3.   Bestaande maatregelen

Momenteel is een definitief compenserend recht van toepassing, dat is ingesteld bij Verordening (EG) nr. 1628/2004 van de Raad (3), laatstelijk gewijzigd bij Verordening (EG) nr. 1354/2008 van de Raad (4) en gehandhaafd bij Uitvoeringsverordening (EU) nr. 1185/2010 van de Raad (5).

4.   Motivering van het nieuwe onderzoek

Het verzoek werd ingediend omdat het vervallen van de maatregelen waarschijnlijk zou leiden tot voortzetting van subsidiëring en voortzetting of herhaling van schade voor de bedrijfstak van de Unie.

4.1.    Bewering dat subsidiëring waarschijnlijk wordt voortgezet

De indieners van het verzoek hebben voldoende bewijsmateriaal verstrekt waaruit blijkt dat de producenten van het onderzochte product in India een aantal subsidies van de Indiase overheid en van regionale overheden hebben ontvangen en waarschijnlijk zullen blijven ontvangen.

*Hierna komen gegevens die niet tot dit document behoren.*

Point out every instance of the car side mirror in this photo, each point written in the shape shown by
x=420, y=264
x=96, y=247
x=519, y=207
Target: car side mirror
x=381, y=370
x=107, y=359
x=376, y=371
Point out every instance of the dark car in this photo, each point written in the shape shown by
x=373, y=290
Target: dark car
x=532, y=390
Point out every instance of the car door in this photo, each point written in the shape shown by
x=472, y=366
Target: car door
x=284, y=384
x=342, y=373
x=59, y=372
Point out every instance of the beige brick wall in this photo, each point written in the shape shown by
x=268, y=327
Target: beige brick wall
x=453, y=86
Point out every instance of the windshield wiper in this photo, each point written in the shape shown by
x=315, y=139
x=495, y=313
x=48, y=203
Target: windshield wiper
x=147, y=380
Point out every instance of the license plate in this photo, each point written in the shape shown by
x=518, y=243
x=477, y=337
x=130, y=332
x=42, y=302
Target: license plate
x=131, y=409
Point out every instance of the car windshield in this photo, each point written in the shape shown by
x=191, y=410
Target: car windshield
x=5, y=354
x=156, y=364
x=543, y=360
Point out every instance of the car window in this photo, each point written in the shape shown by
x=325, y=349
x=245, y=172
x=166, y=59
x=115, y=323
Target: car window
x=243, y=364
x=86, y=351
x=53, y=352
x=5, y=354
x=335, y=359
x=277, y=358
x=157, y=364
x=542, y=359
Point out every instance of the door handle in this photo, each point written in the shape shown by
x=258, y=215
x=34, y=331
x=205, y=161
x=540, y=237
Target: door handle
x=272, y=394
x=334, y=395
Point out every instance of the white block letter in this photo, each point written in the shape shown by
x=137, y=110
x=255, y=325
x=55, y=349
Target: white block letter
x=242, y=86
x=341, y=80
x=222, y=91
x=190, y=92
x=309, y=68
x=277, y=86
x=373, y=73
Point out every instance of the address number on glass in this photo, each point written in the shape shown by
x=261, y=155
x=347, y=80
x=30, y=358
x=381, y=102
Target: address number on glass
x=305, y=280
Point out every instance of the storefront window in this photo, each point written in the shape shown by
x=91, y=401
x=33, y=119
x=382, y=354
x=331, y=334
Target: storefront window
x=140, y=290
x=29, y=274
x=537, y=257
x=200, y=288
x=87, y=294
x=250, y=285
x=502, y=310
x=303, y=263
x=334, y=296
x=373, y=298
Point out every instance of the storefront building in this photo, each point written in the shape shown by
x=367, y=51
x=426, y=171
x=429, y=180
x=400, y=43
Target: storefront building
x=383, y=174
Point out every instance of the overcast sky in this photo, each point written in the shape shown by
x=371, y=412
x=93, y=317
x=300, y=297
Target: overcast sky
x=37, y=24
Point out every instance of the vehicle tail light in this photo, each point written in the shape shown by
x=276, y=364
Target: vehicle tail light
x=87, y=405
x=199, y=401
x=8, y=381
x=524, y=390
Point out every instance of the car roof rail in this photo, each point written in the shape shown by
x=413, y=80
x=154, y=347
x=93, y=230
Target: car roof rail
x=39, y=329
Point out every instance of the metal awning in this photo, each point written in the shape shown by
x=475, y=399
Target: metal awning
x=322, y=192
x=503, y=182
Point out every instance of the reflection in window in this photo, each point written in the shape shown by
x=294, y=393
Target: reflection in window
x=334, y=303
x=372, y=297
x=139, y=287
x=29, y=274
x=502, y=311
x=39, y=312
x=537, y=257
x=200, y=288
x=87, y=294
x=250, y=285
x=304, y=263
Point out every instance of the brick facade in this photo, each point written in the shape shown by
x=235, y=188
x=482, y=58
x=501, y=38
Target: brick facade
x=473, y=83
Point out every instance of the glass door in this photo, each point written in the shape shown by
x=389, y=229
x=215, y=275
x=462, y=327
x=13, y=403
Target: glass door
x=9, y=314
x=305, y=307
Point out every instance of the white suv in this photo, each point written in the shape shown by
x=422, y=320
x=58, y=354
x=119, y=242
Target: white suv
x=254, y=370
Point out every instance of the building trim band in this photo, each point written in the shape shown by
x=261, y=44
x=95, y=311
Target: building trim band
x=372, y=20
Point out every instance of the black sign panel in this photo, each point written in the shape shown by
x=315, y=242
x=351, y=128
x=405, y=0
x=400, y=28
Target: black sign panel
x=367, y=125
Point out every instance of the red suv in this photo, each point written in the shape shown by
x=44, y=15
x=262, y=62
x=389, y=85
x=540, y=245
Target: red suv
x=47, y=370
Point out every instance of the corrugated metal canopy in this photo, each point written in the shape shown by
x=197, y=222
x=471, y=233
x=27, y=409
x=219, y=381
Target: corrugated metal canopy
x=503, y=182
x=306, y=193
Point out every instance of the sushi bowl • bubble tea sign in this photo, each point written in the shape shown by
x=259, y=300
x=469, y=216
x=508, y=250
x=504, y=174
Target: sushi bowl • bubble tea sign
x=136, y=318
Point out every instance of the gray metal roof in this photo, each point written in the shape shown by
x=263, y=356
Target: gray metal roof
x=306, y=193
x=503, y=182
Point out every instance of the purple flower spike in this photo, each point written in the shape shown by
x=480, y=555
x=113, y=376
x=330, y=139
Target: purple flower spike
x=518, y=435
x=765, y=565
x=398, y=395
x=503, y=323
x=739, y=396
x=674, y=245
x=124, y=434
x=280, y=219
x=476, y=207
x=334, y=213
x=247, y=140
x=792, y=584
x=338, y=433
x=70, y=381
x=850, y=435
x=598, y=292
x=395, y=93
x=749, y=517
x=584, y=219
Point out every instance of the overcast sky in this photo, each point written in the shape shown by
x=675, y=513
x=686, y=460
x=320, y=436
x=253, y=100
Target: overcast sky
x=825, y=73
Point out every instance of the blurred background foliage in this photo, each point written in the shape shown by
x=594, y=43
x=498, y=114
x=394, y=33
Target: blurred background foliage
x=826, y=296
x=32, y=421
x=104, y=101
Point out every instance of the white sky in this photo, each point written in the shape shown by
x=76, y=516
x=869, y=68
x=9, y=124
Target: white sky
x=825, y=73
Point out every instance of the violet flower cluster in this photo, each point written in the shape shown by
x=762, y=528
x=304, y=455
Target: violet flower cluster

De subsidiepraktijken bestaan onder meer uit 1) de rechtstreekse overdracht van middelen en de mogelijke rechtstreekse overdracht van middelen of passiva, bijvoorbeeld de „Duty Drawback Scheme”; 2) inkomsten waarvan de overheid afstand doet of die de overheid niet int, bijvoorbeeld de „Advance Authorisation Scheme”, de „Export Promotion Capital Goods Scheme”, de „Electricity Duty Exemption Scheme” van de staat Madhya Pradesh en de „Merchandise Exports from India Scheme”; en 3) betalingen aan een financieringsmechanisme, of het aan een particulier lichaam toevertrouwen van de uitvoering van een of meer van de onder 1) en 2) genoemde functies, bijvoorbeeld de „Export Credit Scheme”.

De Commissie behoudt zich het recht voor een onderzoek in te stellen naar andere relevante subsidiepraktijken die uit het onderzoek zouden blijken.

Volgens de indieners van het verzoek zijn de bovengenoemde regelingen subsidies omdat het gaat om een financiële bijdrage van de Indiase overheid of van andere regionale overheden die de producenten-exporteurs van het onderzochte product een voordeel oplevert. De subsidies zouden specifiek zijn voor een onderneming of bedrijfstak of voor een groep van ondernemingen of bedrijfstakken en derhalve aanleiding geven tot compenserende maatregelen.

4.2.    Bewering dat voortzetting of herhaling van schade waarschijnlijk is

De indieners van het verzoek hebben ook voorlopig bewijsmateriaal overgelegd waaruit blijkt dat de invoer van het onderzochte product uit het betrokken land in de Unie nog steeds aanzienlijk is, zowel in absolute termen als in termen van marktaandeel.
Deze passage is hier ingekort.